I hear ya Aeson.  Lexa Doig is the reason why I even borrowed my friend's first Andromeda disc to check out in the first place. But the quality wasn't high enough for me to want to watch more than about 4 episodes, even with Lexa Doig's beauty appearing on the screen every now and then.

Someone needs to make a show just for Lexa Doig. Make a female main character for her and get her out of Andromeda. Man, what a waste having her on that crappy show.


----------



## Aeson (Jun 14, 2005)

she was on the 4400 last night. Nice surprise. She will be on SG-1.


----------



## Ranger REG (Jun 14, 2005)

Aeson said:
			
		

> She will be on SG-1.



Sadly, she will be starring alonsgide her hubby, Michael Shanks, who both have a baby (explains her less-than-frequent appearance on the final season until the very end).


----------



## Aeson (Jun 14, 2005)

Ranger REG said:
			
		

> Sadly, she will be starring alonsgide her hubby, Michael Shanks, who both have a baby (explains her less-than-frequent appearance on the final season until the very end).




Not a Michael Shanks fan?


----------



## Kesh (Jun 14, 2005)

I think he's just sad that she has a husband at all.


----------



## Hand of Evil (Jun 14, 2005)

Kesh said:
			
		

> I think he's just sad that she has a husband at all.



And she has, hmmmm, filled out a bit too.


----------



## Umbran (Jun 14, 2005)

Hand of Evil said:
			
		

> And she has, hmmmm, filled out a bit too.

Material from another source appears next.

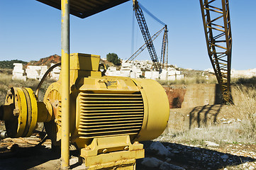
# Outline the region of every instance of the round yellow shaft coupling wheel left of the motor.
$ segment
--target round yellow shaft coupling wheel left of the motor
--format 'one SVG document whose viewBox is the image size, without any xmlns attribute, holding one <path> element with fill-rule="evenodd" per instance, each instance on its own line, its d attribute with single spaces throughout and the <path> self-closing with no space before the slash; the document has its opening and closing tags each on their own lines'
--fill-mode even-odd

Yeah, well, let's see _you_ have a baby and retain the same shape as before!


----------



## Aeson (Jun 14, 2005)

yeah don't expect her to be so full in the future.


----------



## Umbran (Jun 14, 2005)

Aeson said:
			
		

> yeah don't expect her to be so full in the future.




And, even if she is, so what?  It isn't like she's drifted into the zone of unhealthiness.  Or does our notion of beauty no longer include actresses who aren't emaciated?


----------



## Hand of Evil (Jun 14, 2005)

Umbran said:
			
		

> And, even if she is, so what?  It isn't like she's drifted into the zone of unhealthiness.  Or does our notion of beauty no longer include actresses who aren't emaciated?



She was always hot, got hotter when found out she was a gamer, and is hot now.


----------



## Ranger REG (Jun 14, 2005)

Kesh said:
			
		

> I think he's just sad that she has a husband at all.



Ditto.


----------



## Ranger REG (Jun 14, 2005)

Hand of Evil said:
			
		

> She was always hot, got hotter when found out she was a gamer, and is hot now.



To me, she got hotter when I found out she has Filipino blood in her, like Tia Carrere (aka "megababe").


----------



## S'mon (Jun 18, 2005)

jtone said:
			
		

> Actually, it gets worse.  In the next season, they abandon the plot so that the Dylan can do his own imitation of Kirk.  Continuity within the series is dropped.  Don't waste your time.




It gets much much worse.  I actually thought the first few eps, even the first season, of Andromeda were really good.  But it gets much much much worse.  If you didn't like even the early eps, stay well clear.


----------



## Orius (Jun 19, 2005)

Seasons 1 and 2 aren't too bad.  Not great, but entertaining.  Don't bother with anything after that.


----------